Technology or lack thereof can be a major factor in terms of lifting up or keeping people in generational poverty.  I would question if the authors have ever had to fill out any public assistance forms.  To merely apply for “help” requires you to have online access.  Given the Internet as an access point to even get services I would question if you could still consider a computer or the Internet as a “luxury” amenity.   In some cases it is actually a cheaper proposition to access services online because of the fees associated with talking to a live a person.  Therefore, creating a codependency on the part of poor people who cannot afford to be with or without ample technology.

Computer and Internet access is all-together a different story when it comes to children, particularly children from poverty stricken families.  Research is very clear regarding technology and child development, those who have access achieve and those who don’t simply fall behind.  Furthermore, given our country’s propensity for testing technology is simply a must have access.  In the State of FL starting this year certain aspects of the statewide assessment will be done solely online.  Can you imagine being a student who only has access to a computer in school or at the neighborhood library, who by the way have limited access and only allows you up to an hour per session?  This is not to even mention that here in Jacksonville the library and its hours are the 1st targets for cuts in at least the last 2 different mayor’s budget.

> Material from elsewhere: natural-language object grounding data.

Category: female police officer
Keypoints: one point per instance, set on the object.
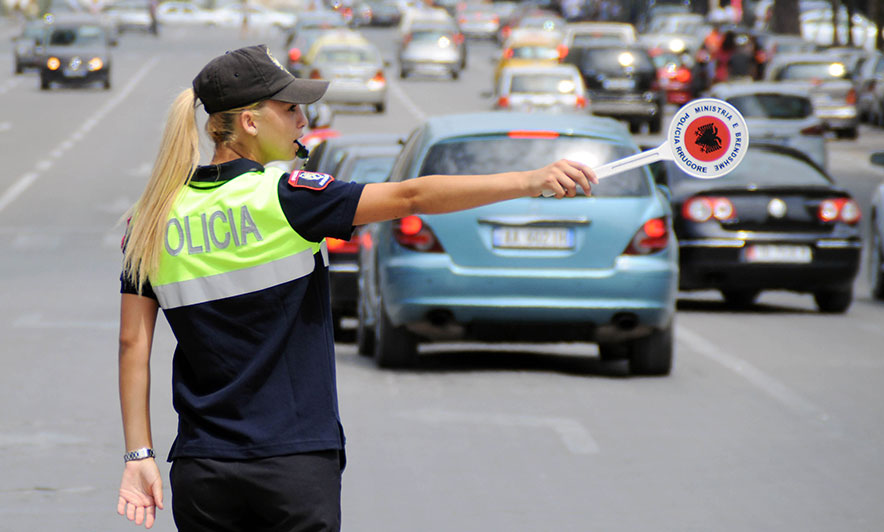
(234, 254)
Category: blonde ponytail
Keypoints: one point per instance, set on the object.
(178, 156)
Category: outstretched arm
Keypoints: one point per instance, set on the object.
(141, 489)
(438, 194)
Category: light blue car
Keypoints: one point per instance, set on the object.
(599, 269)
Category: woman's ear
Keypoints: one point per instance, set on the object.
(248, 123)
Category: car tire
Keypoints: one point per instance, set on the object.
(652, 354)
(875, 261)
(395, 347)
(740, 298)
(834, 300)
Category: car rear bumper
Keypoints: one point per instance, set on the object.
(449, 302)
(708, 264)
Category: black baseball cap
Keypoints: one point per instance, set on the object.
(248, 75)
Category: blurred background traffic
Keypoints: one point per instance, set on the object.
(766, 283)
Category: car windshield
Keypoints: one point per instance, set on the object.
(535, 52)
(79, 36)
(762, 168)
(779, 106)
(497, 153)
(372, 169)
(346, 55)
(616, 60)
(543, 84)
(808, 71)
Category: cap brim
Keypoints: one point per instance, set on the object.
(302, 91)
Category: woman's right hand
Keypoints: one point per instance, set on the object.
(141, 492)
(561, 179)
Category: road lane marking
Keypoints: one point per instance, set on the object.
(573, 434)
(412, 107)
(24, 182)
(769, 385)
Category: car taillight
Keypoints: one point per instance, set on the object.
(653, 236)
(702, 208)
(834, 209)
(343, 246)
(411, 233)
(683, 75)
(815, 130)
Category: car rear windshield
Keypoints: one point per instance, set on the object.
(760, 168)
(616, 60)
(76, 36)
(820, 70)
(543, 84)
(346, 55)
(372, 169)
(535, 52)
(502, 153)
(779, 106)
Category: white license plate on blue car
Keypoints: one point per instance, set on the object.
(533, 237)
(778, 253)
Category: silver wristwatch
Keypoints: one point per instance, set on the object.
(138, 454)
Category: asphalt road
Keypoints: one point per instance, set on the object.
(771, 419)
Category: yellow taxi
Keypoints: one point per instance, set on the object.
(534, 48)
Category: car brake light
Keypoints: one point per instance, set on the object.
(653, 236)
(411, 233)
(683, 75)
(527, 134)
(815, 130)
(702, 208)
(336, 245)
(844, 209)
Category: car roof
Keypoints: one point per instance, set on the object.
(728, 90)
(472, 124)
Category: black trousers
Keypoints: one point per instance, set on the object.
(299, 492)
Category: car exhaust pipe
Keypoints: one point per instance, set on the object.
(625, 321)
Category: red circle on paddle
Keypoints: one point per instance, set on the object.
(707, 138)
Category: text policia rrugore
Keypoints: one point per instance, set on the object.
(690, 162)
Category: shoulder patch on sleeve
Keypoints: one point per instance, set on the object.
(311, 180)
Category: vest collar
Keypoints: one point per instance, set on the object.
(225, 171)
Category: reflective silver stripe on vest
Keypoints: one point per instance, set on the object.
(235, 283)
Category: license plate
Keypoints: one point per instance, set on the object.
(533, 237)
(773, 253)
(618, 84)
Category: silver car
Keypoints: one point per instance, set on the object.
(432, 49)
(778, 113)
(551, 88)
(354, 67)
(831, 88)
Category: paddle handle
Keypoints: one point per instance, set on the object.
(627, 163)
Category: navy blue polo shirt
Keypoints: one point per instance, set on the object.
(253, 375)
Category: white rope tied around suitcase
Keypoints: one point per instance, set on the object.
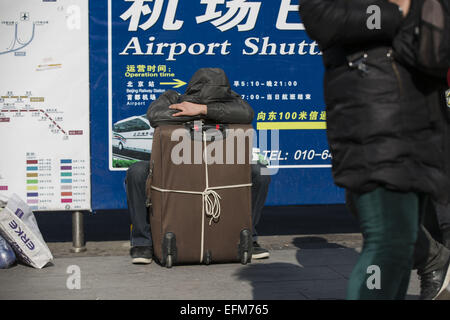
(210, 207)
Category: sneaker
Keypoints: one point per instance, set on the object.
(259, 252)
(141, 255)
(433, 285)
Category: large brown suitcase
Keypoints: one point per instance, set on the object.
(200, 211)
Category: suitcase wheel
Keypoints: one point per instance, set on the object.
(169, 249)
(244, 257)
(245, 247)
(207, 258)
(169, 261)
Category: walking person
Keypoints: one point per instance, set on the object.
(383, 139)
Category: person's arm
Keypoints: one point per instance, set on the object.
(158, 110)
(344, 22)
(235, 110)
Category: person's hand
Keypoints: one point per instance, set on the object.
(403, 4)
(188, 109)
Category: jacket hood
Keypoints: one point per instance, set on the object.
(208, 85)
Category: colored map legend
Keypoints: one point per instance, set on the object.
(66, 180)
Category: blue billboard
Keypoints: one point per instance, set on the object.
(141, 48)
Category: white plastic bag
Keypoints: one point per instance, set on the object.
(19, 227)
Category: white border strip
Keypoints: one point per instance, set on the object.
(301, 166)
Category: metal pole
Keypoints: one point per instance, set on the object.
(78, 243)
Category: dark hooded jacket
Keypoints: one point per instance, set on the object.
(381, 129)
(209, 86)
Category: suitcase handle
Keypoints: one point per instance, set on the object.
(213, 132)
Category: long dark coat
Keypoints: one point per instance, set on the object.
(381, 129)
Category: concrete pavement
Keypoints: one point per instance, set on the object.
(301, 267)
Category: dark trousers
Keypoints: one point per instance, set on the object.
(396, 230)
(389, 223)
(430, 254)
(136, 198)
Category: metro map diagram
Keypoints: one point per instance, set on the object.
(14, 107)
(17, 43)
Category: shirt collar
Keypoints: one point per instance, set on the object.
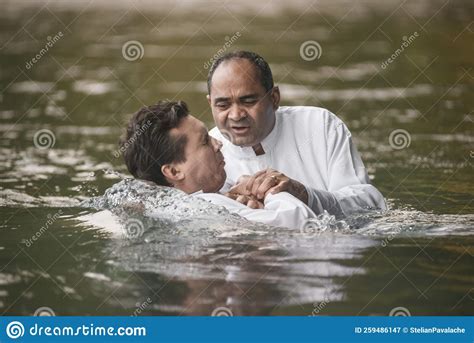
(268, 143)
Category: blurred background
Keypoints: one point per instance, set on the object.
(399, 73)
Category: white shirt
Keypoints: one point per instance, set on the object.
(281, 209)
(313, 146)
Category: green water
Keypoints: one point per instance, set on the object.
(82, 89)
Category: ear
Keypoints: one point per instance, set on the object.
(172, 173)
(275, 97)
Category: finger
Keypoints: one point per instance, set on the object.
(238, 188)
(242, 199)
(269, 182)
(257, 182)
(250, 181)
(281, 187)
(231, 195)
(253, 204)
(242, 179)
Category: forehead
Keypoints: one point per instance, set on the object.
(189, 126)
(236, 75)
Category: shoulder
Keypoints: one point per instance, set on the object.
(214, 132)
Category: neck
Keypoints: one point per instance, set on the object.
(258, 149)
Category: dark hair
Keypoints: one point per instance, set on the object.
(264, 71)
(147, 144)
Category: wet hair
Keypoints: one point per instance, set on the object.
(264, 71)
(147, 144)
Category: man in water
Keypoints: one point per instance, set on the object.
(164, 144)
(306, 151)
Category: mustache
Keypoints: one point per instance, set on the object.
(243, 123)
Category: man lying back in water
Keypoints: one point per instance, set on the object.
(164, 144)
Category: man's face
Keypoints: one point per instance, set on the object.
(242, 110)
(204, 165)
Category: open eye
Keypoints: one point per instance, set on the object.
(250, 101)
(222, 105)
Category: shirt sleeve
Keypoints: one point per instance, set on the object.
(349, 189)
(280, 209)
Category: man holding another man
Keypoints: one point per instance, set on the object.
(305, 151)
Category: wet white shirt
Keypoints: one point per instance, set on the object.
(281, 209)
(313, 146)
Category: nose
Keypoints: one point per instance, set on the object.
(216, 144)
(237, 113)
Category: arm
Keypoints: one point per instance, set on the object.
(349, 189)
(280, 209)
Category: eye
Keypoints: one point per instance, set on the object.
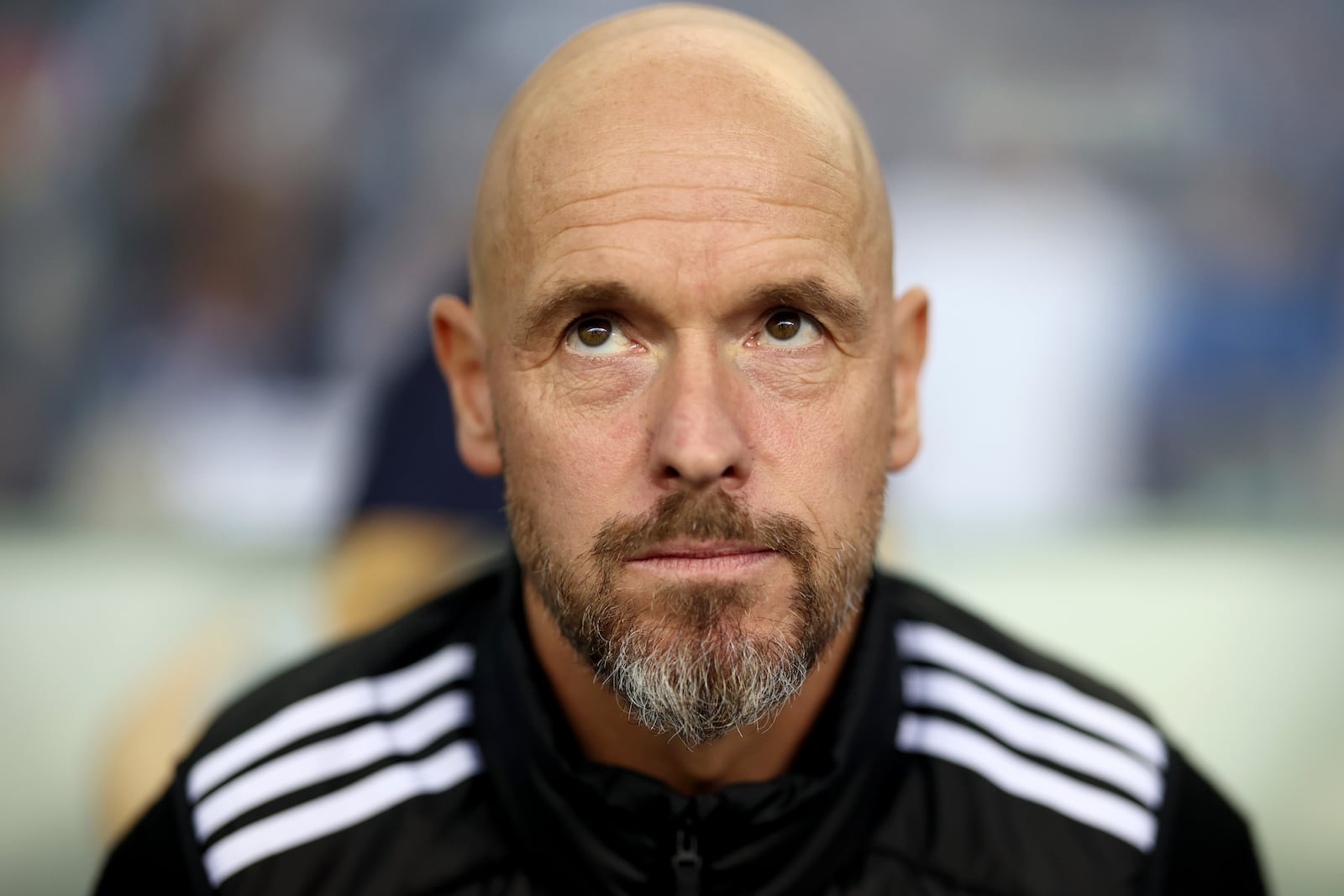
(596, 335)
(788, 327)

The final category in which I take particular issue with is the authors’ lack thereof “evidence” regarding poverty-induced malnutrition.  They suggest that overconsumption of calories is a major problem within the U.S. in general and not germane to poor communities.  As evidence the authors’ sited the nutriment intake of adult women in the upper middle class as resembling that of poor women and suggesting the same evidence was consistent across the board despite the ethnic or gender subset.  However, the one glaring issue that is overlooked is choice.  The lower subsets of people have very little choice based upon access.  In poorer communities’ access to healthier food options is limited at best and simply not available worst case creating terms like “food desert,” which mean an urban area in which it is difficult to buy affordable or good-quality fresh food.  Therefore, foods that are high in calories become part of an unhealthy diet out of necessity rather than a life style choice.  All of this combined leads to run away medical bills, which can have a crippling effect even on the best-managed households.

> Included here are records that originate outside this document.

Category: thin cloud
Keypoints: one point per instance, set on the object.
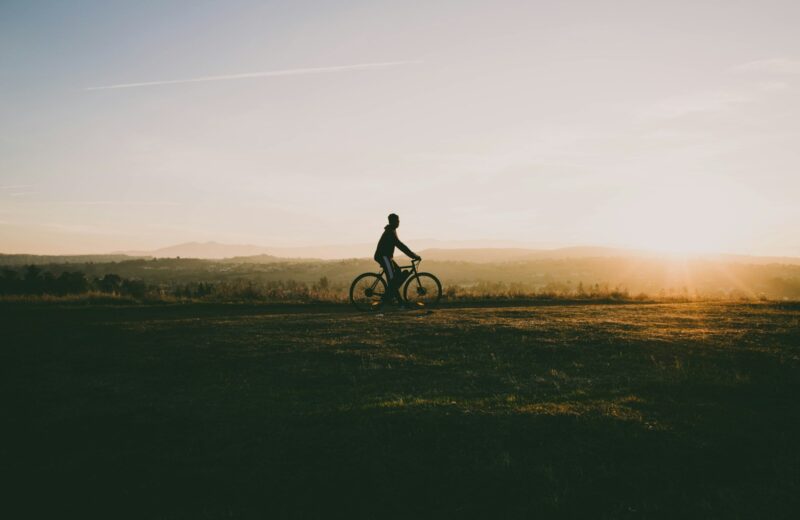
(771, 65)
(264, 74)
(118, 203)
(708, 101)
(16, 186)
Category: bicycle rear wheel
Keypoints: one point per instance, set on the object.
(423, 290)
(367, 292)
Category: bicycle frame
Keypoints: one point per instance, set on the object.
(413, 266)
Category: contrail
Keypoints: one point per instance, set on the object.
(264, 74)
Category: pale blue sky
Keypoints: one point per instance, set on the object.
(639, 124)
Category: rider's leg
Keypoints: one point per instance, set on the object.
(391, 270)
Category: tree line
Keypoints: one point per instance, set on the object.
(33, 280)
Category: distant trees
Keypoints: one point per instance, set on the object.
(33, 280)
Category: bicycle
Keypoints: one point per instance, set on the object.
(421, 290)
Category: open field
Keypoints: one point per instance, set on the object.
(230, 411)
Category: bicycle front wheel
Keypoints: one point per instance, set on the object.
(367, 292)
(423, 290)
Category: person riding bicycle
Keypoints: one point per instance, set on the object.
(384, 254)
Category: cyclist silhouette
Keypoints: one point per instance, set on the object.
(384, 254)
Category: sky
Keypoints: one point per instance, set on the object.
(661, 125)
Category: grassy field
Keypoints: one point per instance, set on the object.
(561, 410)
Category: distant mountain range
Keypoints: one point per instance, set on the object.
(453, 251)
(458, 251)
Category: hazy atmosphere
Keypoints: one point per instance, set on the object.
(138, 125)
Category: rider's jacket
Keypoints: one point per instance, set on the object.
(388, 242)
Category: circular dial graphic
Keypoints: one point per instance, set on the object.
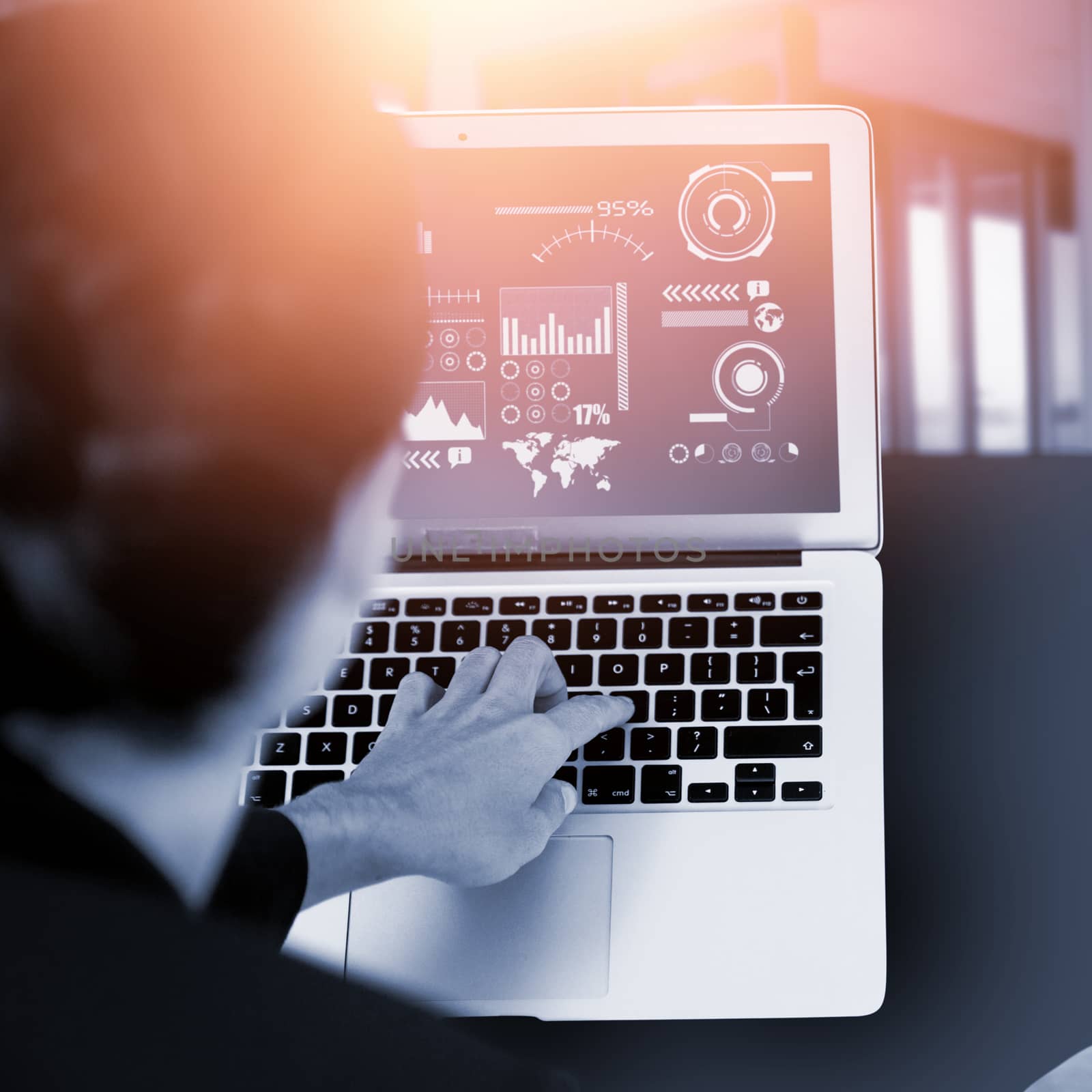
(726, 213)
(748, 378)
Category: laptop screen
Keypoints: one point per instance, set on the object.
(624, 331)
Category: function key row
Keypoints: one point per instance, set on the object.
(702, 603)
(560, 633)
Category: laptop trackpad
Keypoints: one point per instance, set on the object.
(543, 933)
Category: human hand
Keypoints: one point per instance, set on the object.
(459, 786)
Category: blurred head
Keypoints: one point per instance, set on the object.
(209, 307)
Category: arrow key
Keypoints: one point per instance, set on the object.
(753, 792)
(650, 744)
(802, 791)
(708, 792)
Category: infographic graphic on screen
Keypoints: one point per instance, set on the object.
(624, 331)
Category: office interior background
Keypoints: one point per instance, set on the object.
(983, 119)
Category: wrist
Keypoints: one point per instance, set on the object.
(344, 842)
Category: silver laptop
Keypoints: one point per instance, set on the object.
(647, 433)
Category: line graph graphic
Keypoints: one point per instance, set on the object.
(442, 412)
(606, 235)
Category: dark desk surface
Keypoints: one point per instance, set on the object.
(988, 788)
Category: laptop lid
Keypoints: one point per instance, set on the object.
(646, 326)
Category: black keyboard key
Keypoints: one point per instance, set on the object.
(345, 675)
(422, 609)
(500, 633)
(784, 741)
(753, 792)
(597, 633)
(327, 748)
(519, 604)
(708, 792)
(768, 704)
(708, 667)
(802, 601)
(363, 742)
(414, 636)
(438, 669)
(265, 789)
(567, 604)
(304, 781)
(642, 633)
(697, 743)
(673, 706)
(607, 746)
(688, 633)
(620, 670)
(661, 784)
(388, 672)
(555, 633)
(471, 606)
(307, 713)
(369, 637)
(755, 601)
(640, 699)
(669, 670)
(756, 771)
(379, 609)
(280, 748)
(786, 631)
(576, 670)
(802, 791)
(757, 667)
(661, 604)
(708, 603)
(804, 670)
(613, 604)
(353, 713)
(738, 633)
(609, 784)
(460, 636)
(650, 744)
(721, 704)
(567, 773)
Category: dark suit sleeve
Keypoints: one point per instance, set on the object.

What this article does is it makes the issue of poverty simply an issue of choice, particularly regarding marriage and work ethic.  I have coined this “urbanization of poverty,” which means if poor inner city people would simply make better choices socially, get married and get jobs their social and economic condition would change. This approach de-humanizes people based upon the idea that somehow poor people, particularly those from inner city communities’ somehow make poor decisions, don’t get married, have out of wedlock children as a result of some cultural norm and neither have the aptitude or attitude to work.  However, all of those statements are over generalizations and inaccurate regarding poor people.

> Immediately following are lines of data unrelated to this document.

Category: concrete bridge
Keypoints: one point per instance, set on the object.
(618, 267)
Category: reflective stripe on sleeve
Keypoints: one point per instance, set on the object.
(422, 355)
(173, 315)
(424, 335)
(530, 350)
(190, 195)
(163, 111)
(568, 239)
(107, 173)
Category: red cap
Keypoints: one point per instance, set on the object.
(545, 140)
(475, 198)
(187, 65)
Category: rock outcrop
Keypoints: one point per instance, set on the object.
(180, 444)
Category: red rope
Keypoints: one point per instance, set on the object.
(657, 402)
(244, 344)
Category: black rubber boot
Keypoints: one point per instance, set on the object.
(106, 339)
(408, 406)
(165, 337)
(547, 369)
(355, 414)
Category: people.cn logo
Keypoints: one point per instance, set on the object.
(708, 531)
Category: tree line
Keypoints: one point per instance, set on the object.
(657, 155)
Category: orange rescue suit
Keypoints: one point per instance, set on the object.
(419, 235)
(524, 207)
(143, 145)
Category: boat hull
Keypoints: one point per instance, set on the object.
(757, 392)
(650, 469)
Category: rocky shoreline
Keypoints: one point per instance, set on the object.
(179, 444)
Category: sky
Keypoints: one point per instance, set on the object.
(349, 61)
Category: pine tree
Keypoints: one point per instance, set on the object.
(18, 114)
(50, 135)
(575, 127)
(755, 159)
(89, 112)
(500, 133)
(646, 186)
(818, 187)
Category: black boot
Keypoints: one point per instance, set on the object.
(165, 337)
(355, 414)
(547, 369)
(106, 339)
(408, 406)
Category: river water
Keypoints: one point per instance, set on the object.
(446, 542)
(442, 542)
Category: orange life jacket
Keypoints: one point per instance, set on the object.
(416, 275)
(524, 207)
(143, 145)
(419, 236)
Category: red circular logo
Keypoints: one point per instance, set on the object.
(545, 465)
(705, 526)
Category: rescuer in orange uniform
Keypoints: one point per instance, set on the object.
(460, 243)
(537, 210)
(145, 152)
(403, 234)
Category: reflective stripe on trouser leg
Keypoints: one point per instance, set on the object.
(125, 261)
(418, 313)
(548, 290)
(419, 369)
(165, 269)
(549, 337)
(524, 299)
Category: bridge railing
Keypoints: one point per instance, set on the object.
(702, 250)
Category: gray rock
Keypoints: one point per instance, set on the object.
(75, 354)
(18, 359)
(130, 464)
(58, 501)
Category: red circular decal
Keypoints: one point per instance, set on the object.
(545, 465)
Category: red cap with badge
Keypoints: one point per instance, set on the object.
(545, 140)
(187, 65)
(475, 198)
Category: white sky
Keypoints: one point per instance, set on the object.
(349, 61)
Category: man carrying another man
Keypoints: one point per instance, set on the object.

Finally, what I do know as a practitioner first and an academician second is poverty is less about choice, although it does play a small part, but more about the environmental circumstances that create the conditions that lead to poverty.  And it is those environmental circumstances, which are created through the vessel of public policy that allows politicians and policy makers the ability to inflict their social will.

No one wakes up in the morning and decides that today is a great day to be poor.  Nor do they wake up and decide that I want to be educated in the worst schools, or eat the unhealthiest foods and find a job that’s the furthest away from my home.  However, this is the reality many poor people find themselves in yet the expectation is to somehow simply pull yourself up by your bootstraps and make it without any social safety nets.